I’ve gone from a plaster cast to a fiberglass one, moved into a boot and started physiotherapy. During the past six weeks I have spoken at the Marks and Spencer Beauty Conference, where for four days I found out the hard way just how difficult it is walking on crutches. It’s exhausting, and at the end of the first week every bit of my body ached. I was going up and down the stairs at home on my bottom as I was so worried about falling and breaking a hip, as if a broken ankle wasn’t enough.
Until this time I hadn’t fully understood how much energy the body puts into repairing a broken bone, I had to increase my calorie intake although by comparison to my usual routine I was barely moving, and the least amount of exertion left me feeling exhausted.
During my recovery period Charlotte graduated for the second time, this time with the Open University, receiving her Masters in Criminal Psychology. We travelled to Manchester for the ceremony which was inspiring to see so many students who had studied entirely under their own steam, most while working full time, some with disabilities, and one remarkable woman who studied while bringing up six children!
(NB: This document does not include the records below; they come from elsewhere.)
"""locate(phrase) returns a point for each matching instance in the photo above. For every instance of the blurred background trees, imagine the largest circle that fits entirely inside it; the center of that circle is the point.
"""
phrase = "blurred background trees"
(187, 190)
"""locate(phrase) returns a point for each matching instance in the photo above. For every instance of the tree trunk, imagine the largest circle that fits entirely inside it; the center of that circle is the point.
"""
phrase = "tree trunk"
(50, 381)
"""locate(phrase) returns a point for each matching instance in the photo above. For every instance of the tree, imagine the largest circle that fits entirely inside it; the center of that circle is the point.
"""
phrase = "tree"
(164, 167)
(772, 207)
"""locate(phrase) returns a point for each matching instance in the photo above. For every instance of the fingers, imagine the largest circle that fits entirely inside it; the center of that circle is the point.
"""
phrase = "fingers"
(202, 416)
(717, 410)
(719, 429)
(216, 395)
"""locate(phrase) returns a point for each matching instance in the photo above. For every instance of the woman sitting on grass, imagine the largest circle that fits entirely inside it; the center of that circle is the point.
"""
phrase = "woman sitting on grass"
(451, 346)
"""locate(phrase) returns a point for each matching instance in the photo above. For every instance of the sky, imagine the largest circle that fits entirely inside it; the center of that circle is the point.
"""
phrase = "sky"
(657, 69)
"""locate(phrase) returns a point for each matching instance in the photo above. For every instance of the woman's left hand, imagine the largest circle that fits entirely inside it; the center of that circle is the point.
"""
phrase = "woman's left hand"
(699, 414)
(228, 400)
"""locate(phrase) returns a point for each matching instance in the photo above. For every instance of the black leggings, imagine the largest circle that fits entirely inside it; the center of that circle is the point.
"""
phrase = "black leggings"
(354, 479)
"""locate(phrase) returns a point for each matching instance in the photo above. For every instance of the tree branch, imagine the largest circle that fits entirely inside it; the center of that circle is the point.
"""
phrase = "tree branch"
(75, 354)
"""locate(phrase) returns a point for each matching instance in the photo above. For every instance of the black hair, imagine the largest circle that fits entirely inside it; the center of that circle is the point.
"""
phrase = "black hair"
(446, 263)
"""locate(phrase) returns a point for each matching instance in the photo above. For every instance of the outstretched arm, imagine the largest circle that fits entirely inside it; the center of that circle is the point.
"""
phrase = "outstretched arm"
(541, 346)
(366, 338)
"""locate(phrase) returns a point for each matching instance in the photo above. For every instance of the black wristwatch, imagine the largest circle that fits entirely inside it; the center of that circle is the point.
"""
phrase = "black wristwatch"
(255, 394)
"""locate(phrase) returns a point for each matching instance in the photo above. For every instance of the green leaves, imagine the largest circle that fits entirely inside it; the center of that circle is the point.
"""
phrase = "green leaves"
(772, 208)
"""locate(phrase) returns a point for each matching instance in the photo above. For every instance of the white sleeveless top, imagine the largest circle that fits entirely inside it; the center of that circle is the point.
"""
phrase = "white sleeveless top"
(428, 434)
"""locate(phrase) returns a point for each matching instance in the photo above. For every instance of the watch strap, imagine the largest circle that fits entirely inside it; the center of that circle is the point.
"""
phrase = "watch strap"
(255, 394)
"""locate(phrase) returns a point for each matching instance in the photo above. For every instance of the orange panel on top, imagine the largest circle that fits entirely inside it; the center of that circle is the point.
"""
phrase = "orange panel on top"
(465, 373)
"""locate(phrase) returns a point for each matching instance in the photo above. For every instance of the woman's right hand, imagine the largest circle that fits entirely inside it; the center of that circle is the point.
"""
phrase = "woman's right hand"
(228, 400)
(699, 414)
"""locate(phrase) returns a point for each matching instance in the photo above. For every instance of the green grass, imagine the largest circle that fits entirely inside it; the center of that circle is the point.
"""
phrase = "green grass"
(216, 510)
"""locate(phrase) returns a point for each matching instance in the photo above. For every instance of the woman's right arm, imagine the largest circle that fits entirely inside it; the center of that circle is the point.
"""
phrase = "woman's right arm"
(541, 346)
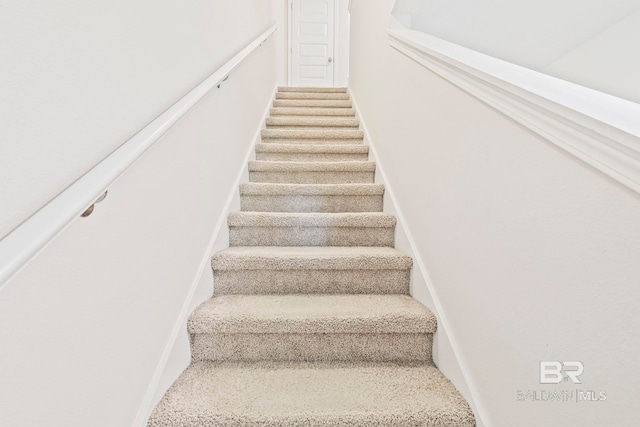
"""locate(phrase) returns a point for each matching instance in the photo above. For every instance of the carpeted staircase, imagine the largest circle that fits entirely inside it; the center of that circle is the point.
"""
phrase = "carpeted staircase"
(311, 323)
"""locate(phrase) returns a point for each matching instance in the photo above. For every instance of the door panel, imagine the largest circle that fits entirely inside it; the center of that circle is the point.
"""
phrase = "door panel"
(312, 38)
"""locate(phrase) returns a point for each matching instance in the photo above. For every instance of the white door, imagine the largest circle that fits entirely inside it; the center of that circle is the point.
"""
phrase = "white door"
(312, 33)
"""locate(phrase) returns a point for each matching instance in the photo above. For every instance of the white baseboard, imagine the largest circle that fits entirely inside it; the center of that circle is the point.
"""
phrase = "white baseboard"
(217, 238)
(468, 389)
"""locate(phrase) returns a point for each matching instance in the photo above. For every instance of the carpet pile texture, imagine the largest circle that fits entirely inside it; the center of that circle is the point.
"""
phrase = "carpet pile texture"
(311, 322)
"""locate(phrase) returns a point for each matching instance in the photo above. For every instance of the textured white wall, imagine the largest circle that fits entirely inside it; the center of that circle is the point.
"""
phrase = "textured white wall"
(608, 62)
(532, 34)
(533, 253)
(79, 78)
(85, 324)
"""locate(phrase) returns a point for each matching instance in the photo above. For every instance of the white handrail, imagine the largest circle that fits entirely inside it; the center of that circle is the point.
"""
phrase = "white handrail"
(28, 239)
(600, 129)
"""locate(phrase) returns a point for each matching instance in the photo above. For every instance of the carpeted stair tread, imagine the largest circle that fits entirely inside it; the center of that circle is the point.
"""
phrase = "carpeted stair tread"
(312, 149)
(312, 171)
(310, 258)
(312, 314)
(313, 112)
(310, 141)
(312, 95)
(304, 122)
(315, 103)
(313, 89)
(264, 166)
(311, 322)
(297, 394)
(313, 219)
(326, 198)
(327, 134)
(267, 189)
(311, 229)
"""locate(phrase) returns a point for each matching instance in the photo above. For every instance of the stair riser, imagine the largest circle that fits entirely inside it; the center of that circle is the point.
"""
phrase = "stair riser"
(312, 157)
(329, 203)
(326, 122)
(237, 282)
(311, 236)
(337, 141)
(313, 89)
(312, 127)
(319, 103)
(313, 112)
(302, 133)
(312, 177)
(312, 347)
(311, 95)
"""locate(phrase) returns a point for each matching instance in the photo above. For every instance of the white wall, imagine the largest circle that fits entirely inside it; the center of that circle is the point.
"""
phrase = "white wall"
(87, 325)
(80, 78)
(532, 34)
(608, 62)
(532, 253)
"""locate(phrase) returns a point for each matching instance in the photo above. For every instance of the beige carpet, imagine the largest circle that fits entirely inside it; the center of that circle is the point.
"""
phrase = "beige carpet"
(311, 323)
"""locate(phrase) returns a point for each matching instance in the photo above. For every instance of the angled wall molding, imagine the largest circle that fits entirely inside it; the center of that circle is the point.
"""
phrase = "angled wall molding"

It was in this busy environment that it really hit home to me how fast everyone seems to be moving when you are disabled, you feel so awkward, in the way, and dependant on others. It’s given me an insight into how life will be when I’m older and can no longer keep up with younger people.
Everyday life isn’t easy when you can make yourself a cup of tea but you can’t carry it anywhere because you need crutches to move about. Taking a shower becomes a full scale operation, wrapping your leg in cling film, using an exercise band, plastic bag and elastic bands just to stop the water pouring down your cast. It made me realise just how many things I do every day that I just take for granted.
Once the cast was removed and I went into a boot life resumed some sort of normality. I must admit I took the boot off to drive to the supermarket, putting it back on to do the shopping as I was just so frustrated relying on everyone else to do things for me, the freedom of leaving the house on my own was fantastic.
I’ve learnt a lot from this experience and it’s one I hope I don’t have to go through again. Maybe it will make me more compassionate, have a greater insight into the difficulties of ageing, and at times make me slow down and live in the moment, rather than constantly chasing the next deadline.